Die jungen Augen spannten sich.

»Den Weg wäre ich gegangen, wenn ich nicht Weib und Kinder hätte.«

Da kam die grimmig auflachende Entladung.

»Ihr lacht höhnisch. Ihr glaubt mir wohl nicht? Wie – was lachst du, Lorenz? Hab' ich dich je belogen? Hab' ich je einen von euch belogen? He?!«

Da schrien sie alle wirr und wütend durcheinander: »Ja – ja – immer! Immer!«

Faber umklammerte mit den Nägeln die Tischleiste. »Was?!«

Da schrie der junge Hanseate Lorenz, ganz entstellt vor Haß. »Immer hast du uns belogen. Eine große Lüge bist du! Du hast uns von Mannhaftigkeit was vorgeschwatzt. Du – Feigling, der dieses arme Weib in den Tod gehetzt hat. Große Worte, ja, die hast du immer bereit gehabt. Damals, wie wir Bries aus dem Korps stießen, eine lange Rede hast du uns gehalten: Wir sollen das Weib ehren! Und du? Was hast du getan? Mir hast du gesagt, ich soll die Finger von verheirateten Frauen lassen. Und du! Was hast du getan?«

Faber wollte erwidern, klarstellen – er kam nicht zu Wort, hatte auch nicht mehr die Kraft. Wie Eisenhämmer wuchtete jede Anklage auf sein Hirn nieder.

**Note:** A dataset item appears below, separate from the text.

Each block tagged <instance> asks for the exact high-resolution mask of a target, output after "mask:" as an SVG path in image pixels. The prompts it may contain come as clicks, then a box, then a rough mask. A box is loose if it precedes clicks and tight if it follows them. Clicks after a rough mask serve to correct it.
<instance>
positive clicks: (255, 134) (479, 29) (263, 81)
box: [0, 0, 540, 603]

»Wir haben an dich geglaubt, du warst unser Abgott, unsere Gottheit bist du gewesen,« lohte der junge Mensch ihm entgegen. »Wir wären jeder einzelne für dich gestorben – jeder krasse Fuchs wäre stolz und lachend für dich gestorben. So haben wir zu dir aufgeschaut. Wir waren – Götzenanbeter waren wir – du – du –! Einem Lügner haben wir geglaubt – an einen hohlen Schwätzer haben wir unsere glühende Begeisterung gehängt – Narren waren wir – fanatische Narren – blinde Toren – – – –«

Die Tränen stürzten ihm hervor. Aufschluchzend lief er zur Tür hinaus.

Man hörte das Atmen, so still wurde es nach diesem leidenschaftlichen Ausbruch des schmerzgebrochenen jungen Gemütes, das seine erste blutige Enttäuschung seinem Götzenbilde entgegenschrie.

Endlich sagte Faber, wie Tropfen fielen die Worte in die Stille: »Ist das euer aller Meinung über mich?«

Keiner rührte sich.

»Hebt die Hände!« befahl er barsch.

Da hob einer die Hand, noch einer, mehrere, viele – alle.

»Dann hab' ich hier nichts mehr zu sagen,« Rasch ging er hinaus.